Patient und Medizinprodukt als Simulation
Künstliche Intelligenz (KI) ist auch in der Gesundheitsindustrie auf dem Vormarsch. Sie kann verhindern, dass Operationen unnötig durchgeführt oder Medikamente kontraindiziert oder fehlerhaft eingenommen werden. Darüber hinaus kann auch die Verwendung von Medizinprodukten sicherer gestaltet werden. Möglich ist dies mit dem sogenannten „Digital Twin“, also dem digitalen Zwilling, der entweder den Patienten oder ein Medizinprodukt auf dem Computer simuliert.

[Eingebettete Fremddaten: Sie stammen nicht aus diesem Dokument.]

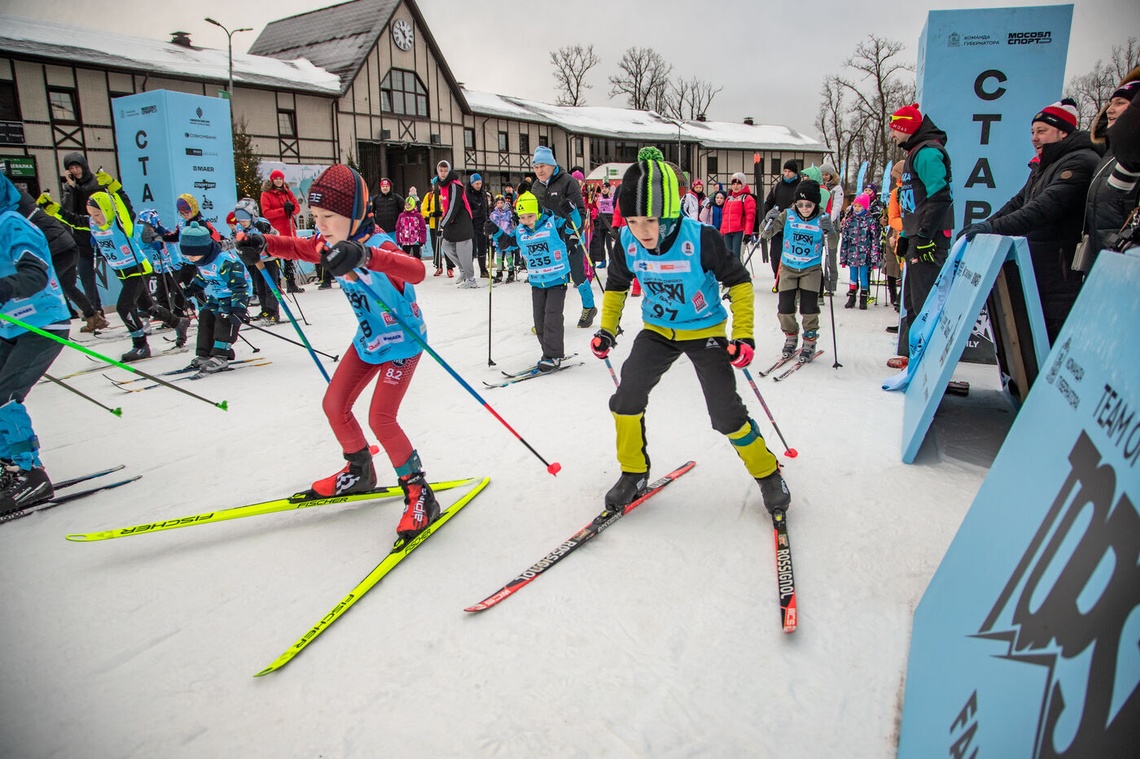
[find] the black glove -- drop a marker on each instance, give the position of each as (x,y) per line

Zur Erstellung des digitalen Zwillings „Patient“ benötigt man vor allem eines: Unmengen an Gesundheitsdaten. Diese Daten stammen in simpler Form von Fitnessuhren oder ‑trackern oder – in der deutlich komplexeren Variante – aus einer Genanalyse. Nach Einspeisung der gesammelten Informationen wird so weit wie möglich ein detailgetreues, digitales Ebenbild des Patienten am Computer nachgestellt. Hierdurch ist es beispielsweise möglich, die Folgen einer Operation oder der Einnahme bestimmter Medikamente auf den individuellen menschlichen Organismus zu simulieren, Erfolgsaussichten und Risiken einer Behandlung zu ermitteln und den Heilungsverlauf zu prognostizieren. Darüber hinaus können auch Operationen, auf die ohne den Einsatz eines digitalen Zwillings wegen eines vermeintlich hohen Risikos verzichtet worden wäre, unter Umständen doch durchgeführt werden, wenn sich das Risiko aufgrund der vorhandenen Datenlage nicht bestätigt.
Der Einsatz eines digitalen Zwillings ist aber auch für Hersteller von Medizinprodukten von besonderem Interesse, da das digitale Abbild eines Produkts den Hersteller des Produkts dabei unterstützen kann, seine produktsicherheits- und produkthaftungsrechtlichen Pflichten zu erfüllen. Möglich ist dies zum einen durch Erkenntnisse, die bereits vor der Markteinführung in digitalen Testläufen gewonnen wurden und in deren Rahmen das Verhalten des Medizinprodukts bei bestimmungsgemäßer Verwendung simuliert wurde. Zum anderen können die Daten von bereits im Feld befindlichen Medizinprodukten gesammelt, ausgewertet und auf diesem Weg wertvolle Rückschlüsse auf die Konstruktion künftiger Produktmodelle erlangt werden.
Fazit
Somit hat der digitale Zwilling das Potenzial, die Gesundheitsbranche weiter zu digitalisieren und zu verändern, Kosten (z. B. für unnötige Operationen) zu sparen und die Lebensqualität von Patienten zu verbessern. Während beispielsweise früher bei der Fehlfunktion eines Herzschrittmachers häufig kein Weg an einer Operation vorbeiführte, kann diese bei Einsatz eines digitalen Zwillings anhand vorhandener Daten vermieden werden. Darüber hinaus würde einem Hersteller der Nachweis ausreichender Erprobung im Vorfeld der Markteinführung leichter gelingen. Die Relevanz datenschutzrechtlicher Vorgaben sollte hierbei jedoch nicht verkannt werden.